Virtually giving a breather to Koda till December, the Congress today said it would take a “drastic action” after the Gujarat Assembly elections.
“We are keeping our options open. We can either go for the change of leadership or for the withdrawal of support, leading to the President’s rule in Jharkhand,” Congress’s state unit president Pradeep Balmuchu said. “We do not want to commit the political hara-kiri by keeping mute on Koda’s inaction,” Balmuchu said.
“Union Minister of state for urban development and Jharkhand in-charge of the party affairs Ajay Makan will unveil the party’s plan of action in the next couple of days,” he said.
Reacting to RJD legislator Girinath Singh’s appeal to Congress to own up the responsibility for the failures of the government and suggest measures to put things in place, Balmuchu said: “RJD should remain within its limit. We don’t need their moral preaching.”
Balmuchu reiterated that Koda was solely responsible for the “theatre of absurd” in Jharkhand: “We cannot blame Soren or RJD’s Lalu Prasad for that because Koda is taking all the decisions.”
He also said that Soren was not the leader of the UPA. “He was appointed the chairman of the UPA steering committee, which, incidentally, was never constituted. So, he has no locus standi in running the government,” he said.

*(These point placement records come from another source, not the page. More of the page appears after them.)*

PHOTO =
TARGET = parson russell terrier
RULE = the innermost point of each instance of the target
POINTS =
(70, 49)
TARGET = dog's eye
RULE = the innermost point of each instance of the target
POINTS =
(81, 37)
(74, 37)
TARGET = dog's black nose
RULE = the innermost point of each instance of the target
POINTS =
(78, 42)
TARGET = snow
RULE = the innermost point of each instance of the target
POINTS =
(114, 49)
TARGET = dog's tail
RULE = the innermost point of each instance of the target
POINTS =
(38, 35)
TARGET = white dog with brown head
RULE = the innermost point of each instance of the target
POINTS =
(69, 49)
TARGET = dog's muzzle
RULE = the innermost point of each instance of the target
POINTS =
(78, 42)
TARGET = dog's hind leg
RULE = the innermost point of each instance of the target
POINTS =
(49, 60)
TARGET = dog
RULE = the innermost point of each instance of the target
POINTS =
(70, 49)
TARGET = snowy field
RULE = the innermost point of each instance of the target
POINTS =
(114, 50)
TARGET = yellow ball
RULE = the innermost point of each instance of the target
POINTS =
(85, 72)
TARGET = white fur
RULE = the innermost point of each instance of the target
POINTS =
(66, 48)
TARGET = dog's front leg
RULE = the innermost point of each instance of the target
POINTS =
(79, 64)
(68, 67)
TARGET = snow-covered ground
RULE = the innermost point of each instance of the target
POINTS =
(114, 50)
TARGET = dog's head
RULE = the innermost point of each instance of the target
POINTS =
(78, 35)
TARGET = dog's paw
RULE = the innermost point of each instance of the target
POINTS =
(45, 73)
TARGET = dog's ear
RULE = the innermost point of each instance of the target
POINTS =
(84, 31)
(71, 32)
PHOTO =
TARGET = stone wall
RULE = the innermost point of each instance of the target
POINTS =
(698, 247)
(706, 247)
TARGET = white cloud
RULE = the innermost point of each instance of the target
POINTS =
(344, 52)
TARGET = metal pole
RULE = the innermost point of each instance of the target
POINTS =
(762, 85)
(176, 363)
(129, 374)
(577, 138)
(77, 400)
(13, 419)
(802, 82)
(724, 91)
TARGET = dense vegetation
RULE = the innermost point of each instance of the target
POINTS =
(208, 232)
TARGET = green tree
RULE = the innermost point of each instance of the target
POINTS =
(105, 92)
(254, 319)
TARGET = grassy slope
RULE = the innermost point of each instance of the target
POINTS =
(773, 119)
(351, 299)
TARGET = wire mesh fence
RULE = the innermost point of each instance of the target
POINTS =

According to the Congress sources in Delhi, the party do not want to run the government any longer. “But it is in a dilemma on whether to join and lead the alternative government or put the state under a spell of the President’s rule,” a source said.
Meanwhile, perturbed with the impending threat from the Congress, Koda rushed to the Raj Bhavan yesterday to extend Diwali greetings to the governor, and held one-and-a-half-hour close-door meeting.
Koda also held a meeting with Soren today on the present political situation.